- Directed by: Tyler-Marie Evans
- Written by: Tyler-Marie Evans
- Produced by: Christine Vachon; Jordan Wagner; Ashley Benson;
- Starring: Ashley Benson; Emily Alyn Lind; Madelaine Petsch; Sadie Stanley;
- Cinematography: Lauren Guiteras
- Edited by: Benjamin Rodriguez Jr.
- Music by: Romano Molino Dunn
- Production companies: Killer Films; Wagner Entertainment;
- Release date: August 14, 2026 (Edinburgh);
- Running time: 92 minutes
- Country: United States
- Language: English

= Pretty Babies =

2026 American drama film

Pretty Babies is a 2026 American drama film written and directed by Tyler-Marie Evans in her directorial debut. It stars Ashley Benson, Emily Alyn Lind, Madelaine Petsch and Sadie Stanley.
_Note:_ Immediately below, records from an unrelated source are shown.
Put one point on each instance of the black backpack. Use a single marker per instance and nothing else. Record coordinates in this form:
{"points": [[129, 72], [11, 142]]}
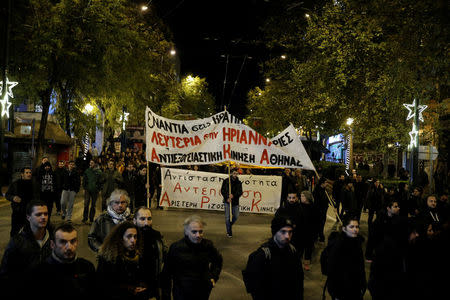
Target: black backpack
{"points": [[249, 280], [326, 252]]}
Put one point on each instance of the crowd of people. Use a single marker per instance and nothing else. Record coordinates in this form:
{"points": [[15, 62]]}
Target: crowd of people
{"points": [[407, 242]]}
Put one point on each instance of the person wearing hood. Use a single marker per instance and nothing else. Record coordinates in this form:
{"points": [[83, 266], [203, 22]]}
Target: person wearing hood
{"points": [[116, 212], [193, 264], [154, 251], [121, 272], [47, 186]]}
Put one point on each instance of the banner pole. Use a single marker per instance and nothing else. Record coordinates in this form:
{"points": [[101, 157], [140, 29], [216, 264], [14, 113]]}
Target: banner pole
{"points": [[148, 188], [229, 190], [330, 201]]}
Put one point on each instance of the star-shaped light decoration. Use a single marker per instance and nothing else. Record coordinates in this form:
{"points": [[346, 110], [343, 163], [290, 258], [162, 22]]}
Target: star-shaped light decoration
{"points": [[125, 117], [9, 86], [413, 135], [410, 108], [5, 106], [5, 101]]}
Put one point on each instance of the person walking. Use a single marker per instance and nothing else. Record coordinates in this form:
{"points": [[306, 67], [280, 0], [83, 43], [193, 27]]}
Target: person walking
{"points": [[91, 186], [20, 193], [154, 251], [193, 263], [117, 212], [111, 179], [26, 250], [275, 270], [69, 275], [231, 199], [71, 187], [346, 272], [121, 271]]}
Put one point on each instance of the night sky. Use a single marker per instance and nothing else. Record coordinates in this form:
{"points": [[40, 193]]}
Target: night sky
{"points": [[206, 31]]}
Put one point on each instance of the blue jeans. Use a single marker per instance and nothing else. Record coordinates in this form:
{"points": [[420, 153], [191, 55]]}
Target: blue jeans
{"points": [[235, 211]]}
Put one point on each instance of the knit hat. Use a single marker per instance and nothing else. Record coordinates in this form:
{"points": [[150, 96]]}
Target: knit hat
{"points": [[280, 222]]}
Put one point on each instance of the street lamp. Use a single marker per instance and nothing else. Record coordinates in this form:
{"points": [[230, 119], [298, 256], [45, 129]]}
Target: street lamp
{"points": [[349, 156]]}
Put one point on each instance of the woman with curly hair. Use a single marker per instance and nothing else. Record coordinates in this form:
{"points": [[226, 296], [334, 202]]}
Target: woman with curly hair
{"points": [[121, 271]]}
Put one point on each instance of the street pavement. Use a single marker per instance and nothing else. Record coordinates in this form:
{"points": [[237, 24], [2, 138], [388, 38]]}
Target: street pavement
{"points": [[249, 232]]}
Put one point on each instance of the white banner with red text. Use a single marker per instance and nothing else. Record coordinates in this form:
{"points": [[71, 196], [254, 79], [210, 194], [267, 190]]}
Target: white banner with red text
{"points": [[219, 138], [201, 190]]}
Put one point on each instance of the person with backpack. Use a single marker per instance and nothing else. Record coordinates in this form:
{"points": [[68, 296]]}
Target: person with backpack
{"points": [[344, 263], [274, 270]]}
The film had its world premiere at the Edinburgh International Film Festival on August 14, 2026.

==Premise==
Two teenage girls chase their dreams of becoming actresses by traveling to Hollywood but their dreams lead them to the dark underbelly of the sex work industry.

==Cast==
- Ashley Benson as Sapphire
- Emily Alyn Lind as Marie
- Madelaine Petsch as Gemma
- Sadie Stanley as Luna
- Elias Kacavas
- DeVaughn Nixon
- Wyatt Yang
- Simon Roszak

==Production==
In July 2025, it was announced Ashley Benson, Emily Alyn Lind, Madelaine Petsch and Sadie Stanley had joined the cast of the film, with Tyler-Marie Evans making her directorial debut. Christine Vachon produced under her Killer Films banner, with Benson also serving as a producer. Principal photography commenced in Oklahoma. In September 2025, Elias Kacavas, DeVaughn Nixon, Wyatt Yang, and Simon Roszak joined the cast.

==Release==
It had its world premiere at the Edinburgh International Film Festival on August 14, 2026.